Met Monday - JUS10H
Photographed by Scott Parker Photo

May 4, 2026 New York City

On the day of the Met Gala, designer Justin Haynes staged Met Monday: a shoot produced in the Garment District, with a wrap time before the start of the Gala. Met Monday is JUS10H answer to a question he identified from his position as Vice Chairman of the Tokyo Fashion Council: Japanese culture has shaped global fashion for decades and has rarely been centered on fashion's largest stage. These are the images from that day photographed in New York City by Scott Parker Photo.

Look 1 - The Gown

The fabric was painted by artist LESN101 before a single seam was cut. Expressionist marks in yellow, red, black, lavender, and coral; locked beneath mixed-scale sequins, seed pearls, and rhinestones. Pearl-encrusted mock neck. Long sleeves. A train that pools to the left. The makeup echoes the palette of the gown exactly. The face and the garment are one decision. Background is shifted slightly green to bring out the pink/magenta undertones and speak directly to the green and yellow accents.

Look Two — The Suit

The same process, a different palette. Charcoal and burgundy, dense and layered — closer to a city wall than a canvas. Double-breasted blazer with amber buttons, straight-leg trousers with raw-hemmed cuffs. Open the blazer and there is a white pleated tuxedo-bib shirt underneath, with a black cummerbund at the waist. This is not street art placed on a suit. It is a tuxedo that happens to be a painting. The background is shifted to tint the gray with a warm burgundy/magenta. This speaks directly to the deeper hues and more serious tone of this suit.

Harper's Bazaar Japan

So much happens between the shots. Lots of work goes on to make great images. I often like to document that work. Sometimes, someone on set will exclaim, “you HAVE to send me that shot!” At the end of the day, Justin asked for behind-the-scenes images. One frame, Justin crouched at the hem of the gown, adjusting the train, the model composed and still above him, was submitted to the Tokyo Fashion Council that evening. They placed it with Harper's Bazaar Japan. It was not composed for publication. It was made because a photographer was paying attention. That same attention to detail that Justin gives his clothes got the photo placed in Harper's Bazaar Japan the same day it was shot.
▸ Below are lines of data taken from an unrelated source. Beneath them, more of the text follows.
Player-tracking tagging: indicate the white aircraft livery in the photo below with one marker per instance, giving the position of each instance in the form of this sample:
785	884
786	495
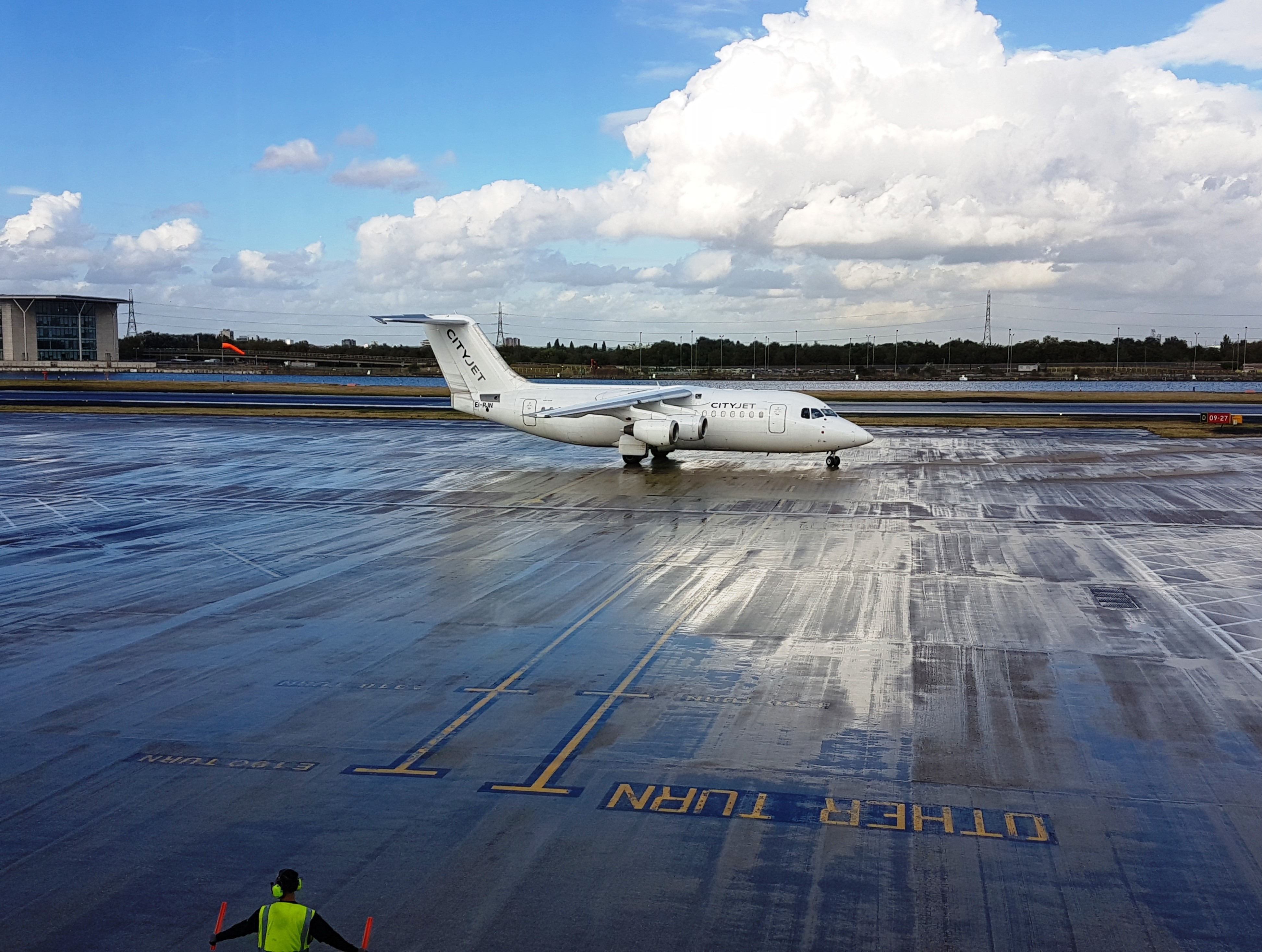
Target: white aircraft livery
637	421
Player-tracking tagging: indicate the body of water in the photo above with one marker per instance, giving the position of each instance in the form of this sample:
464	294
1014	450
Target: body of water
1097	387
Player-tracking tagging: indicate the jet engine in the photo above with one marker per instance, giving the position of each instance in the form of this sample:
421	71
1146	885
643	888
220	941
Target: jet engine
691	429
657	432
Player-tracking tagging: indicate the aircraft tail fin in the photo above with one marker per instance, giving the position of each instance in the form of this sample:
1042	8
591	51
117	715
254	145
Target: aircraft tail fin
467	359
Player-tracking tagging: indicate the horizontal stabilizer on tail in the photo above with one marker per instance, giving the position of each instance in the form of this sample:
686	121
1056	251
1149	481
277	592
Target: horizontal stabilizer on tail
423	320
639	398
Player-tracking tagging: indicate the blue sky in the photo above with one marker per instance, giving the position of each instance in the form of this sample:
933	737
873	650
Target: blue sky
170	104
156	112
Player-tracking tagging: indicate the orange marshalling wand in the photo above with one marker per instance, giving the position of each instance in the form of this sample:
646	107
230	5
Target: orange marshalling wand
219	926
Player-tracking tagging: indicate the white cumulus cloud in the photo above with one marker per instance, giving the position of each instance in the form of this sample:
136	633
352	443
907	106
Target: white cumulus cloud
401	175
257	269
615	123
46	243
1227	33
296	156
902	133
154	253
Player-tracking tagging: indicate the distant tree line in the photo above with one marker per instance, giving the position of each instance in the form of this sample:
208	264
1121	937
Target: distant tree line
715	353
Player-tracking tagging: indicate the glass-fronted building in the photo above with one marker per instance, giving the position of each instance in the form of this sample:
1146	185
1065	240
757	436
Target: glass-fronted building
58	329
That is the content library in practice. A shoot properly executed can produce more than the scoped deliverables. It produces the frame you didn't know you needed.

JUS10H Met Monday 2026, beauty and hair team placing jewellry on model on set, hand-painted suit, grey background, photographed by Scott Parker Photo
JUS10H Met Monday 2026, hairstylist adjusting model's hair on set, hand-painted suit with iridescent necklace, grey background, photographed by Scott Parker Photo
JUS10H Met Monday 2026, designer Justin Haynes adjusting the gown train on set, grey background, photographed by Scott Parker Photo

About Met Monday

Met Monday is an ongoing project. Justin Haynes plans to expand it over the coming years to be a platform for honoring the cultural roots of global fashion, centered on the day that fashion's most visible event takes place. The 2026 shoot is the beginning. Editorial fashion photography at this level requires more than technical execution. It requires a photographer who understands what a designer is building — and plans the shoot accordingly.